I have this little dream. It’s a romantic dream, just for my wife. It goes like this.
She spends a fun morning with her daughters, but when she comes home, there is a bit of a surprise.
An unfamiliar car is in the driveway. See, I’ve rented a nice SUV. The back gate is open, and the rig is loaded to the gills with suitcases. Her suitcases and my suitcases. Everything is packed for a trip, including books she is currently reading. (I got a packing list from her months before.)
She smiles and says, “What do you think you’re doing?”
“Are you ready?” I say.
“Where are we going?” she asks.
“You’ll find out,” I say. “By the time you change, we’ll be ready to go.”
“You’re in trouble,” she says, but she likes surprises. I know that for sure.
Soon, we are on our way to the airport. She keeps quizzing me, but I offer no clues, only that we will be traveling by air for the first leg of our journey, and that we will gone longer than a week.
On the drive north to the airport, I offer her chocolate covered almonds. She likes those. In the CD player is all the hit singles from 1979, the year we got married. We sing the oldies, slightly off key, and hold hands.
We get to the airport. It is there she discovers we are flying to London. It will be a long flight, but we are in the First Class section, and our seats recline. We watch “Sabrina,” but we aren’t on the Concord. We watch “Letters to Juliet.” “Enchanted April,” “Pride and Prejudice,” all these movies we like to watch together. We laugh.
She asks me what we’ll do in London, and all I say is, “You’ll see.” She doesn’t like that but she does.
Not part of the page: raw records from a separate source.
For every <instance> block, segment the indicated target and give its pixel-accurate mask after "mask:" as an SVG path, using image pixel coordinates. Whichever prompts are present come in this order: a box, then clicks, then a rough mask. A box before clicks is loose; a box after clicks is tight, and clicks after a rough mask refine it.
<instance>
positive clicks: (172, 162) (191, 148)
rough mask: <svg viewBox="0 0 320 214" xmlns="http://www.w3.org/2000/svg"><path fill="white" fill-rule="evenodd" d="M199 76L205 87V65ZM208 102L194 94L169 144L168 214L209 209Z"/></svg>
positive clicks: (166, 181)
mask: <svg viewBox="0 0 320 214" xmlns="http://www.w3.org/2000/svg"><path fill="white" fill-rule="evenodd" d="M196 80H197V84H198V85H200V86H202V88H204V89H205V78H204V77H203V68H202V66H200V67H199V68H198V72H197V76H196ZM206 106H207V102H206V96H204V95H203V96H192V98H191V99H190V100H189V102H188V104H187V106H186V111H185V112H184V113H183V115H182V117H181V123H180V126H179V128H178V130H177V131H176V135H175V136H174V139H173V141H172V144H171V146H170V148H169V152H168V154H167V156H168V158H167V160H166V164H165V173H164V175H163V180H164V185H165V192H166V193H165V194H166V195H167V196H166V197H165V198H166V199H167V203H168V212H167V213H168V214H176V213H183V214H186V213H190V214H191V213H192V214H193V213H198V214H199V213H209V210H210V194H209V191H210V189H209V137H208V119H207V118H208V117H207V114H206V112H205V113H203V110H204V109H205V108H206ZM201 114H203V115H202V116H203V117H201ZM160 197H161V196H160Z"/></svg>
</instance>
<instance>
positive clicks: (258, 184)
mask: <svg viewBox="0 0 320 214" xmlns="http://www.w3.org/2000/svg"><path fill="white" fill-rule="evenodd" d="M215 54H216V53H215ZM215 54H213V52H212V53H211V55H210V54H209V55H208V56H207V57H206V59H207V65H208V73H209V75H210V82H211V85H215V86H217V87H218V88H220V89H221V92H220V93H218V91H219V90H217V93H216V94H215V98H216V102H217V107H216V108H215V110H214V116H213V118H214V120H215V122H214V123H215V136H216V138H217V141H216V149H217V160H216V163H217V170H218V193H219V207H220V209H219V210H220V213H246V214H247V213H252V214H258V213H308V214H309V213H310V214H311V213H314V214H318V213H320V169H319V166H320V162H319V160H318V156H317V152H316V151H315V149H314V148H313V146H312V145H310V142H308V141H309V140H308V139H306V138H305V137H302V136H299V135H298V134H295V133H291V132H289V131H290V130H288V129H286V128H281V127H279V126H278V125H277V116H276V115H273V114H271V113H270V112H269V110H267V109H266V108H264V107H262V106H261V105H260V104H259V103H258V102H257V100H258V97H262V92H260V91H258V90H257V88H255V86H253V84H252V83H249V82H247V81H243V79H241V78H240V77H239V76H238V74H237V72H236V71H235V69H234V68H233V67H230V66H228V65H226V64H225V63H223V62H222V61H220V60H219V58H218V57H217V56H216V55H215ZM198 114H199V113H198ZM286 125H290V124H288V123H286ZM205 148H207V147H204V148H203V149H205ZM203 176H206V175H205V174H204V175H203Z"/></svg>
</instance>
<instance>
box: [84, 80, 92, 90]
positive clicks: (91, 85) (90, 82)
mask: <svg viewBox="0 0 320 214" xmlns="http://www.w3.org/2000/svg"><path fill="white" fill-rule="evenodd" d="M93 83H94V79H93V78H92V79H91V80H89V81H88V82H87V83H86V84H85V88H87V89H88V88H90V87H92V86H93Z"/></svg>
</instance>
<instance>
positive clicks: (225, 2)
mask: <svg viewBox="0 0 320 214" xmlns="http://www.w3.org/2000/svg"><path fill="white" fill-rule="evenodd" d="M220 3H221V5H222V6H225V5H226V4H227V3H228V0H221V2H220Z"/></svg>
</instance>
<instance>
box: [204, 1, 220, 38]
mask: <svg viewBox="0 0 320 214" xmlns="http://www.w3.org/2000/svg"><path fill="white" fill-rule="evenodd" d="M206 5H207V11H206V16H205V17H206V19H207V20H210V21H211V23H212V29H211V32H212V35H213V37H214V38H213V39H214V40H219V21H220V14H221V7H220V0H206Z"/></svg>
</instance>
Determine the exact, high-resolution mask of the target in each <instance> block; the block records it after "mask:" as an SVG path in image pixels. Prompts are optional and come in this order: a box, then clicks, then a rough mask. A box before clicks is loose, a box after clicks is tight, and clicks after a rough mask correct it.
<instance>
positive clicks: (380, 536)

She makes her fun little idle threats but I do not acquiesce.
We take a taxi from Gatwick to Southend-on-Sea where we board a luxury cruise liner and, from our balconied suite, we see the British Isles, including ports in Wales, Ireland, and Scotland. We eat and resolve regrets and talk about everything under the sun and read books—I finally finish Les Miserables—and check our email only twice a day. And swim and talk and be together and forget for a time the enormous trials strewn behind us.
We read the scriptures together and talk about what they mean. We think of the children and talk about them and our hopes for them. We write in our journals and dream and meet new friends at the dinner table and they laugh when we tell them we are from Utah. We smile and give them all their very own copy of the Book of Mormon.
We come home two weeks later, and our trials are lighter because we have the best thing in life—each other.